Os pesquisadores realizaram o experimento duas vezes, cada um por cerca de 15 minutos e com dois pares diferentes de quasares. Para cada corrida, eles mediram 17.663 e 12.420 pares de fótons emaranhados, respectivamente. Poucas horas depois de fechar as cúpulas do telescópio e examinar os dados preliminares, a equipe percebeu que havia fortes correlações entre os pares de fótons, além do limite calculado por Bell, indicando que os fótons estavam correlacionados de maneira quântica.

Guth levou uma análise mais detalhada para calcular a chance, ainda que leve, de que um mecanismo clássico pudesse ter produzido as correlações observadas pela equipe.

Ele calculou que, para a melhor das duas corridas, a probabilidade de um mecanismo baseado na física clássica ter alcançado a correlação observada era de cerca de 10 a menos 20 – ou seja, cerca de uma parte em cem bilhões de bilhões, “escandalosamente pequena. ”, diz Guth. Para fins de comparação, os pesquisadores estimaram a probabilidade de a descoberta do bóson de Higgs ser apenas uma casualidade de cerca de um em um bilhão.

“Nós certamente tornamos inacreditavelmente implausível que uma teoria local realista pudesse estar subjacente à física do universo”, diz Guth.
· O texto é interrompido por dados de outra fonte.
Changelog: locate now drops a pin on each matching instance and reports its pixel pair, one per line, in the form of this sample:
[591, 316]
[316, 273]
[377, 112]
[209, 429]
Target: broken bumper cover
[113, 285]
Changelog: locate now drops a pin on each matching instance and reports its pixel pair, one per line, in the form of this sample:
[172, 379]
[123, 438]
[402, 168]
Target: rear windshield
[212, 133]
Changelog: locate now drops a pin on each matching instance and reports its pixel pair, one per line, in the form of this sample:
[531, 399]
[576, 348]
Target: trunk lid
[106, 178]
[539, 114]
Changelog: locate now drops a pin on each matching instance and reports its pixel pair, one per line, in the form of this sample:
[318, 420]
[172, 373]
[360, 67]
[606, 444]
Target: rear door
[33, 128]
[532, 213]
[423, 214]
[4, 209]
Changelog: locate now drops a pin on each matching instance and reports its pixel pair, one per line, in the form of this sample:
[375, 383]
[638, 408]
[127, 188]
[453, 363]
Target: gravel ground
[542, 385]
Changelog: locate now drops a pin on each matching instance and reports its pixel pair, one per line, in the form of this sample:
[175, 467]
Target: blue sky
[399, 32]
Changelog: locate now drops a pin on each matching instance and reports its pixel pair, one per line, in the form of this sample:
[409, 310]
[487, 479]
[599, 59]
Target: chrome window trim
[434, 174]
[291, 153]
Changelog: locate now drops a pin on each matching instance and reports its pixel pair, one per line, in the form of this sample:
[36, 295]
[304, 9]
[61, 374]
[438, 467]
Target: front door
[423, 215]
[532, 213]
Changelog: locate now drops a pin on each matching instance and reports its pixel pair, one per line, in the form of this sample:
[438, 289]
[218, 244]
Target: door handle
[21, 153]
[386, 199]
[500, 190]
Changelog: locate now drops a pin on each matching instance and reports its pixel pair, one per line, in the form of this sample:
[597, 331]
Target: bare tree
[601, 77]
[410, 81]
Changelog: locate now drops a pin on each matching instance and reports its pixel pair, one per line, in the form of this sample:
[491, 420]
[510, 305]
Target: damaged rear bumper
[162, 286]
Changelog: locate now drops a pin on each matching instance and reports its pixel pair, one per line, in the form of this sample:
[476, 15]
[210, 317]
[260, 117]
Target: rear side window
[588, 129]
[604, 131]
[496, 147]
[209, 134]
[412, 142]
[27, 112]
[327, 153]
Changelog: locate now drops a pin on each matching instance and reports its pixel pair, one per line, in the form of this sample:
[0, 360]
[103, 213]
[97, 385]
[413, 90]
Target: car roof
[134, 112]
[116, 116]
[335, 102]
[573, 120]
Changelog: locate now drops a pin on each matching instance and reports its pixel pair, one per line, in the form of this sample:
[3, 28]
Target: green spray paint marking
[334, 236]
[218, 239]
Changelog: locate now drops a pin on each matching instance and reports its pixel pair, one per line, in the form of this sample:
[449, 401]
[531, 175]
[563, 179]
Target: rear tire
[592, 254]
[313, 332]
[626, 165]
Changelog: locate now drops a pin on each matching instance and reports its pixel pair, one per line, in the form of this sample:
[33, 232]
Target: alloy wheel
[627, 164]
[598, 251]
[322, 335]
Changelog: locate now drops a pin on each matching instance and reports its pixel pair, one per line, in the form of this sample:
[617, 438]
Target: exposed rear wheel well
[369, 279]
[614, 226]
E, no entanto, ainda há uma pequena abertura para a brecha da liberdade de escolha. Para limitar ainda mais, a equipe está pensando em uma forma de olhar ainda mais para trás no tempo para usar fontes como fótons de fundo cósmico de microondas que foram emitidos como radiação residual logo após o Big Bang, embora tais experimentos apresentassem uma série de novas desafios técnicos.

“É divertido pensar em novos tipos de experimentos que podemos projetar no futuro, mas, por enquanto, estamos muito satisfeitos por podermos abordar essa lacuna em particular de forma tão dramática. Nosso experimento com quasares coloca restrições extremamente limitadas em várias teorias alternativas à mecânica quântica. Por mais estranha que possa parecer a mecânica quântica, ela continua a se equiparar a todos os testes experimentais que podemos conceber ”, diz Kaiser.

Esta pesquisa foi apoiada em parte pela Academia Austríaca de Ciências, o Austrian Science Fund, a National Science Foundation dos EUA e o Departamento de Energia dos EUA.